Backing platforms with ‘real technical depth and scalable economics’
Balerion Partner Daniel Wallman also pointed to the forward-looking innovation of the three businesses, which he said are “building the enabling infrastructure that the broader space and defense ecosystem will rely upon for decades.”
Wallman added, “As capital pours into the sector, our focus remains disciplined on backing mission-critical platforms with real technical depth and scalable economics. Antares, Samara, and Valar exemplify the kind of durable enterprise value being created at the frontier of this asset class.”
‘The companies building the foundational systems that others depend on’
Southern California-based Antares Industries is engineering modular, transportable microreactors designed for rapid deployment in challenging environments. These systems provide sturdy, autonomous power for defense operations and critical infrastructure, Balerion said, adding that Antares’ capabilities are increasingly prioritized as global defense budgets surge and energy security becomes a critical national priority.

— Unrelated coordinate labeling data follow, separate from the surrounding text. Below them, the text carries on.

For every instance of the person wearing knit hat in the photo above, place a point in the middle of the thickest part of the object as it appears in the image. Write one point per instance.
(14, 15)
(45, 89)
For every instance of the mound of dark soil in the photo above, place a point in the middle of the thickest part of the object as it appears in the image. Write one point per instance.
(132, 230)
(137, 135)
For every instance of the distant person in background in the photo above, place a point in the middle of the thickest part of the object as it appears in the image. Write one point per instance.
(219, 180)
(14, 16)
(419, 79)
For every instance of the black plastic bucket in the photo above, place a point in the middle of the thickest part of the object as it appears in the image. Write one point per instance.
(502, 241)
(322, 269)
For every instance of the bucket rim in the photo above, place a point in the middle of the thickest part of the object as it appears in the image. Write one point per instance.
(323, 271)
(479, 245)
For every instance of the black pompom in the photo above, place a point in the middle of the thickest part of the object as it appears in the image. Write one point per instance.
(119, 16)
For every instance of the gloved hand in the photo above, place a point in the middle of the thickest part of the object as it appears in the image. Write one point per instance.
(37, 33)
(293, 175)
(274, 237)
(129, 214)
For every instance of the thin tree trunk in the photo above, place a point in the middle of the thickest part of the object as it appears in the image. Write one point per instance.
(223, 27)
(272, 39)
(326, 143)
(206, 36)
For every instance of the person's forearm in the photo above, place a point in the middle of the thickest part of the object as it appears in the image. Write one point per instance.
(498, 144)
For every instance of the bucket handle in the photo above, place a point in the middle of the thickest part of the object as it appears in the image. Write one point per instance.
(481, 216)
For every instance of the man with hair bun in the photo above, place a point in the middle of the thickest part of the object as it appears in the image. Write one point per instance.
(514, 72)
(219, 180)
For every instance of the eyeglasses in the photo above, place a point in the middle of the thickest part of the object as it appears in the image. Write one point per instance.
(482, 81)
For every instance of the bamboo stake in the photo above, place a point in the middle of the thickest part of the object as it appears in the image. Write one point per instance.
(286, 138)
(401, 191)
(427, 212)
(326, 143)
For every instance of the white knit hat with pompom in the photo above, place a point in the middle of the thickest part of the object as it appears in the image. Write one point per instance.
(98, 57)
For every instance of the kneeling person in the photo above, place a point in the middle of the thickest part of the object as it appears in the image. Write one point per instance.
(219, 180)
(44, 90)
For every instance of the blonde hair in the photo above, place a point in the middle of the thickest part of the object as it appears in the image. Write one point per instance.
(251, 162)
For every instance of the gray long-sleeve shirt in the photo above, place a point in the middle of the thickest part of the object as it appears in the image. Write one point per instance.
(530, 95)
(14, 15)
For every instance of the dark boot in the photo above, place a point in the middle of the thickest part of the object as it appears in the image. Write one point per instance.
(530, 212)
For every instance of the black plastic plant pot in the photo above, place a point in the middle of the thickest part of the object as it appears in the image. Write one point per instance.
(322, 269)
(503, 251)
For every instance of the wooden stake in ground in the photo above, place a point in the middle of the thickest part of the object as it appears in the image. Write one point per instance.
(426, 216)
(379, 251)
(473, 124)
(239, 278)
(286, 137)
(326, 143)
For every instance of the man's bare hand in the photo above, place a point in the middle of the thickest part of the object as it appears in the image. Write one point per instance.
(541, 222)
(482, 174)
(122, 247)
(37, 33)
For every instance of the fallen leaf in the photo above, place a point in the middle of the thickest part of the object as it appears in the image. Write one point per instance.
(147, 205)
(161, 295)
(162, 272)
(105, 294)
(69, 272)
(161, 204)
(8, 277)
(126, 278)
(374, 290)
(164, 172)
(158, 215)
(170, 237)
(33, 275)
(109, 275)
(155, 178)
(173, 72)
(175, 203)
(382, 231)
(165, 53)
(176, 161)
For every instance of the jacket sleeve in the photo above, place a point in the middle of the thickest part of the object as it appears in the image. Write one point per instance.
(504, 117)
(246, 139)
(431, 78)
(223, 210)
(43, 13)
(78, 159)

Samara Aerospace, headquartered in San Francisco, is developing high-precision spacecraft platforms with advanced attitude-control technologies that empower “unprecedented” on-orbit agility, Balerion said. As satellite constellations grow and Earth observation becomes crucial for defense and commercial customers, Balerion said that Samara’s systems offer the advanced performance needed for next-gen orbital infrastructure.

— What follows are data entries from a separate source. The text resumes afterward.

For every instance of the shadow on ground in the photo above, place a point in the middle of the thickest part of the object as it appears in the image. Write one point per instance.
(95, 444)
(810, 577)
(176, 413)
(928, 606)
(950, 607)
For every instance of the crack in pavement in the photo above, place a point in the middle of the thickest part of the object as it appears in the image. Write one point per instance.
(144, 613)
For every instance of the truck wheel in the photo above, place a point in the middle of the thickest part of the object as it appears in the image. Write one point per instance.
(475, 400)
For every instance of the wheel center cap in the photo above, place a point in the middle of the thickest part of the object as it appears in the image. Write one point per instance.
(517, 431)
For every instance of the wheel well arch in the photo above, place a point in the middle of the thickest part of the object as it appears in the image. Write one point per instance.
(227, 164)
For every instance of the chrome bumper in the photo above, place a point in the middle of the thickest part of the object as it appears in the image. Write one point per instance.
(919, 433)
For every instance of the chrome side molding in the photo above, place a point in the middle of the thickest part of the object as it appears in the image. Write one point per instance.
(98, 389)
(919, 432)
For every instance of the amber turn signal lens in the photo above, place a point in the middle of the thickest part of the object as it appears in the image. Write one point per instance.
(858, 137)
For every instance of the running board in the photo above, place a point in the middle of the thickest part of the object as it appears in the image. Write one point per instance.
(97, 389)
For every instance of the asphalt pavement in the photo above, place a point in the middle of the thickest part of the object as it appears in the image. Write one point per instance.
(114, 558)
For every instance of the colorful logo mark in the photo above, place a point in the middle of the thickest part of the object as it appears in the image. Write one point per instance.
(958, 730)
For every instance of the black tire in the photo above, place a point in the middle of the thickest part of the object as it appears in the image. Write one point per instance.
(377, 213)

Valar Atomics in Hawthorne, California, is scaling nuclear energy for heavy industrial power and hydrocarbon fuel production. The company recently became the first U.S. nuclear startup to attain criticality at its Utah testing site, a breakthrough in the race to commercialize advanced nuclear systems for heavy industrial power and clean fuel production. The company’s technology addresses the vital need for abundant, reliable domestic energy to support advanced manufacturing and enable long-duration space missions, Balerion said.
Seeing an inflection point as impactful as the dawn of the internet
Scully told Dallas Innovates that what’s happening in space could mirror the impact of the dawn of the internet.
“We’re witnessing the same kind of inflection point in space that we saw when the internet moved from research labs into the backbone of the global economy,” Scully said. “Launch costs have dropped from around $50,000 per kilogram to under $100. That kind of cost shift transforms entire industries.”
Private companies “are now building satellites at scale, manufacturing in orbit, and creating infrastructure that will support commerce and defense for decades,” he added. “Companies like Antares, Samara, and Valar are laying the manufacturing groundwork for the next Industrial Revolution. At Balerion, we back the teams building the foundational infrastructure that will define tomorrow’s trillion-dollar markets.”
Balerion said its investments will support product development, facility expansion, and crucial commercial milestone achievements as each company strengthens engagement with defense, civil, and commercial customers, the company said.
Other Balerion investments
Two other companies that Balerion has invested are Northwood Space and Impulse Space, both next-generation space infrastructure companies led by frontier space entrepreneurs.
Northwood Space—led by Co-Founder and CEO Bridgit Mendler, a former Disney Channel TV star—is building a global, software-defined ground network that will serve as the communications infrastructure enabling satellites to talk to Earth reliably and efficiently as scale. The company is headquartered in Torrance, California.
Impulse Space is led by Founder and CEO Thomas Mueller, who was formerly Employee No. 1 at SpaceX. The Redondo Beach, California-based company is building the transportation infrastructure required for in-space mobility, developing high-performance vehicles that move satellites and payloads between orbits.
David Seeley contributed to this report.